The fuel prices in the reference cases were based on the fuel prices paid by the individual plants in the region between 1999 and 2001. The price averages are shown in Table 1. With the recent run-up in natural gas and oil prices, it was worthwhile to evaluate what would happen if higher prices were used [Short-Term Energy Outlook1]. With higher gas prices, the dispatch order changes so that gas-fired plants run less often. This in turn places oil-fired plants on the margin more often, so that they are displaced by DER more often (see Figure 3). Even in the cases where new CC capacity was canceled, the displaced production from CC represented less than 80 percent of the total displaced; without cancellation of CC capacity, the amount of CC capacity displaced was closer to 60 percent.
In the scenarios with DER operating during weekdays only, the impact of new gas CC capacity was more evident (see Figure 4). When 2,000 MW from new CC plants were canceled, their lost production was greater than the amount added from the peaking distributed generation. As a consequence, other central plants increased their production to make up the deficit. This somewhat overstates the amount of CC that would be canceled to compensate for the DER, however. Because the DER operated only during weekdays, weekend demands were unaffected and the overall peak demand declined by only 510 MW. If we canceled just 600 MW of new CC in order to maintain the same system-reserve margin, then no central generation increased its production to replace lost CC capacity; all declined. If old plants were retired (1,845 MW oil, 155 MW coal), then coal-fired electricity production declined significantly. And with higher gas and oil prices, oil generation was on the margin much more than in the reference cases, as in the baseload cases. Thus in the cancel scenario, oil-fired steam units increased their production more to compensate for the loss of gas CC production.
Net Emissions Changes
As production from each generating technology changes, the energy use and emissions picture changes. The characteristics of the DER used for the analysis are based on a low-NOX Solar Mars 90 combustion turbine and are shown in Table 2, along with pertinent parameters of the new CC plants and existing non-electrical boilers.2,3 Both the DER and the CC facility are modeled as low-NOX emitters, while the thermal boiler modeled has emissions based on the average value for gas-fired steam turbine boilers in the region. The Solar Mars 90 is a 9.5-MW turbine with dry low-NOX combustion and selective catalytic reduction. With an electrical efficiency of 29 percent and a heat exchanger efficiency of 62 percent, the total efficiency of the DER is 73 percent.
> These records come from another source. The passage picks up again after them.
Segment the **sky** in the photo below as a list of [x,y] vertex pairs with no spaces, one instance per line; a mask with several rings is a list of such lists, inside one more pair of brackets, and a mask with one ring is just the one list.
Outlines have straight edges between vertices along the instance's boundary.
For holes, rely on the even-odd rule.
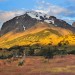
[[0,27],[28,10],[56,16],[70,24],[75,21],[75,0],[0,0]]

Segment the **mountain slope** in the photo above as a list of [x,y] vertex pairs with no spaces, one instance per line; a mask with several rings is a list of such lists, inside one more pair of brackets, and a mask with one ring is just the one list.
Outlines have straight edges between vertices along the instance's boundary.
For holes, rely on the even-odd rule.
[[24,15],[14,17],[13,19],[5,22],[1,28],[1,36],[9,32],[22,32],[33,27],[38,22],[46,22],[56,27],[69,29],[75,32],[75,28],[63,20],[57,19],[54,16],[49,16],[40,12],[29,11]]
[[28,30],[20,33],[9,32],[0,38],[0,47],[9,48],[15,45],[32,45],[36,43],[53,45],[63,39],[63,36],[71,35],[72,31],[53,26],[45,22],[39,22]]

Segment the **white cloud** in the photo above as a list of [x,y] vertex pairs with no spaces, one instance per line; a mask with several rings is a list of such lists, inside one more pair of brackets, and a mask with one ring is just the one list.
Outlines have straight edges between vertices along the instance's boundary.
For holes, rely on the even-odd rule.
[[67,9],[48,3],[45,0],[37,1],[37,6],[34,10],[50,15],[58,15],[63,12],[67,12]]
[[[75,2],[75,0],[67,0]],[[72,9],[72,8],[71,8]],[[37,12],[46,13],[56,16],[57,18],[66,20],[68,23],[75,21],[75,11],[69,8],[64,8],[47,2],[46,0],[37,0],[36,7],[34,9]]]

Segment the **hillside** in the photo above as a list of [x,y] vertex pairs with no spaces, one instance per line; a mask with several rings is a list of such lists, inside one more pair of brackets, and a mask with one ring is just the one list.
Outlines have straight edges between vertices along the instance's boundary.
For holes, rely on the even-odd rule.
[[49,44],[57,45],[65,36],[72,35],[72,31],[39,22],[28,30],[20,33],[9,32],[0,38],[0,47],[9,48],[15,45]]

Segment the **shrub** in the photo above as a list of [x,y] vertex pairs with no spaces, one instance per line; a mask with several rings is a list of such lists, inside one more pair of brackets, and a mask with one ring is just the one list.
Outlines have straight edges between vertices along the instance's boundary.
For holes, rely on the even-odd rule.
[[23,66],[23,65],[24,65],[24,60],[18,62],[18,66]]

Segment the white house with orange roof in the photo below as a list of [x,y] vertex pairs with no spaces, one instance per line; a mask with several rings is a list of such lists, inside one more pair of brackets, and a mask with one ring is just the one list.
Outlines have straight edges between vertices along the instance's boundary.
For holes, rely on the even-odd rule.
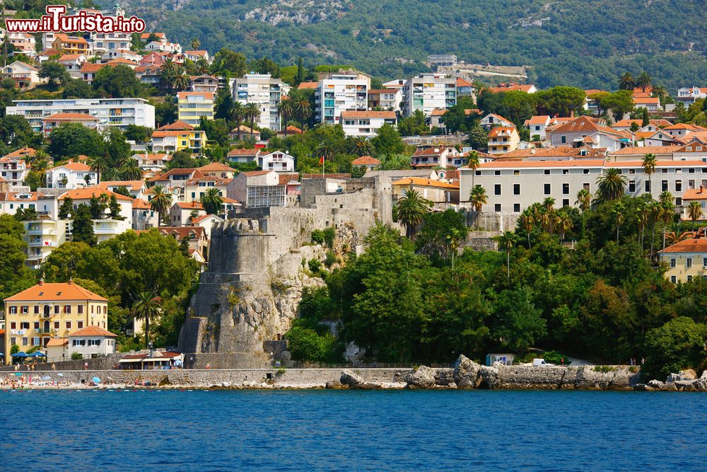
[[515,126],[495,126],[489,131],[489,154],[503,154],[518,149],[520,136]]
[[49,188],[83,188],[99,182],[98,173],[83,162],[69,159],[66,163],[52,167],[45,172]]
[[495,113],[489,113],[481,119],[479,124],[486,129],[491,129],[494,126],[515,126],[513,122]]
[[677,101],[689,106],[699,98],[707,98],[707,87],[682,87],[677,89]]
[[548,115],[539,115],[530,117],[523,123],[528,132],[530,133],[530,139],[533,140],[535,137],[539,138],[541,141],[545,139],[545,129],[550,125],[551,119]]
[[354,167],[363,167],[366,171],[373,171],[380,166],[380,161],[370,156],[361,156],[351,161],[351,166]]
[[29,88],[42,81],[38,69],[21,61],[4,66],[0,75],[3,79],[13,80],[18,88]]
[[397,115],[394,111],[342,111],[339,122],[346,136],[373,137],[384,125],[395,126]]

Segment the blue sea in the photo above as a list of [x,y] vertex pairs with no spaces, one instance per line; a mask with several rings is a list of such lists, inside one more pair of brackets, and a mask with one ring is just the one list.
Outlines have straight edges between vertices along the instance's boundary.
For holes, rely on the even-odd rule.
[[0,392],[6,471],[700,471],[707,395]]

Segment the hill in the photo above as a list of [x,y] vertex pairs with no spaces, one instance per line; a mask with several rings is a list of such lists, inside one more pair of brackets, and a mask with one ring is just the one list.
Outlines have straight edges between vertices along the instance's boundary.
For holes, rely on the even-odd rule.
[[[107,4],[107,0],[104,0]],[[531,66],[539,87],[616,88],[647,70],[670,91],[707,84],[702,0],[127,0],[183,45],[198,38],[281,65],[351,63],[383,79],[428,70],[428,54]]]

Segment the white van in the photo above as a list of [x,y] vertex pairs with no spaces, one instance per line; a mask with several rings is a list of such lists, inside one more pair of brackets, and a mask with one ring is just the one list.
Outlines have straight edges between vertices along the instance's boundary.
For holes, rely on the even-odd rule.
[[532,359],[533,367],[543,367],[543,366],[554,366],[554,364],[550,364],[549,362],[546,362],[544,359],[535,358]]

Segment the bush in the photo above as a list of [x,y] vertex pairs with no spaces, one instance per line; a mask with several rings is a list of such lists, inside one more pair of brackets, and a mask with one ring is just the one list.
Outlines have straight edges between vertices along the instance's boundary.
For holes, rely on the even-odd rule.
[[673,318],[645,333],[645,364],[642,370],[648,377],[660,380],[684,369],[699,372],[707,367],[706,342],[707,326],[686,316]]
[[[548,351],[542,355],[542,358],[545,359],[546,362],[549,362],[550,364],[554,364],[555,365],[567,365],[569,364],[569,361],[567,360],[567,356],[563,354],[561,354],[557,351]],[[563,359],[564,362],[563,363]]]
[[312,231],[312,242],[315,244],[321,244],[324,242],[324,231],[321,229],[315,229]]
[[329,248],[334,247],[334,238],[337,237],[337,230],[334,226],[327,226],[324,229],[324,240],[327,241],[327,246]]

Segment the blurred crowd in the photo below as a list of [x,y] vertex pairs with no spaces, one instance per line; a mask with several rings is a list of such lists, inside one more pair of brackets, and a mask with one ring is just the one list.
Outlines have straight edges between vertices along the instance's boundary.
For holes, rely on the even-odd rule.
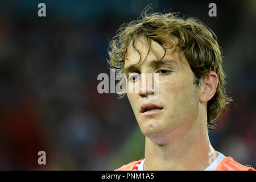
[[[0,169],[112,170],[139,159],[143,138],[128,100],[99,94],[97,77],[110,75],[109,41],[149,3],[57,2],[45,1],[44,18],[40,2],[0,3]],[[209,2],[152,2],[213,29],[234,99],[209,131],[212,144],[255,167],[256,3],[221,1],[210,18]],[[46,165],[38,163],[41,150]]]

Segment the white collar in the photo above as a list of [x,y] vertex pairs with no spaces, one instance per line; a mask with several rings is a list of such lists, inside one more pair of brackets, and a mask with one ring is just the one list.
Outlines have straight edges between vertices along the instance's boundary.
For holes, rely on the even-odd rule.
[[[217,157],[217,159],[212,164],[210,164],[210,166],[207,167],[204,171],[214,171],[220,164],[221,161],[226,158],[226,156],[221,152],[217,151],[216,152],[218,154],[218,157]],[[138,167],[138,171],[144,171],[144,162],[145,159],[141,162],[141,163],[139,164]]]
Typically, NOX emissions are reported in terms of lbs./MMBtu of thermal energy in. In Table 2, we also calculate the emissions in terms of lbs./mmBtu of useful energy out. For the new CC, the value is the amount of energy in divided by electrical efficiency; for the boiler, the value is the amount of energy in divided by thermal efficiency. However, DER technology in CHP mode creates both electrical and thermal output, and its relative emissions are the input amount divided by its combined efficiency of 73% [29% + 62% x (1-29%)]. Similarly, since all three technologies use natural gas, they have the same CO2 emissions based on input energy. However, based on useful energy out, the DER with CHP is the least polluting. The CO2 emissions of the Mars 90 also can be stated on an electrical output basis for comparison with the Regulatory Assistance Project (RAP) rule.4 With a 29 percent electrical generation efficiency, 117 lbs/MMBtu into the system corresponds to about 1,400 lbs/MWh out of the system. The RAP model emissions rule for DER is 1,650 lbs/MWh in 2012.
When the added emissions from the DER (with CHP) are summed with the reductions from the CC and thermal system, the result is a net lowering of emissions in all cases. Figure 5 shows the net NOX emissions for the peaking DER scenarios. In the scenario in which 2,000 MW of new CC is canceled, the central station emissions actually increase; therefore, if the DER provided only electricity generation, then emissions would be higher. However, the large savings from thermal system displacements results in a large overall emissions reduction. In all of the other scenarios, and in all of the scenarios for baseload DER, the reduction in electric system NOX emissions alone is more than the increase from DER. Compound that with the savings from thermal systems, and DER is clearly a cleaner option.
Table 3 shows the net primary energy (fuel) and emissions changes from all of the scenarios studied. A positive value means that the overall amount of fuel used or emissions released is greater when the DER is included in the system than when it is not. A negative value means the system that includes DER uses less fuel or releases fewer emissions. As an example from the first line, if DER was used to generate 1,000 MWh, then the total net fuel use (if the DER provided only electricity) would increase by 3.1 TBtu. However, if thermal energy use is included, then the net total fuel used declines by 4.2 TBtu.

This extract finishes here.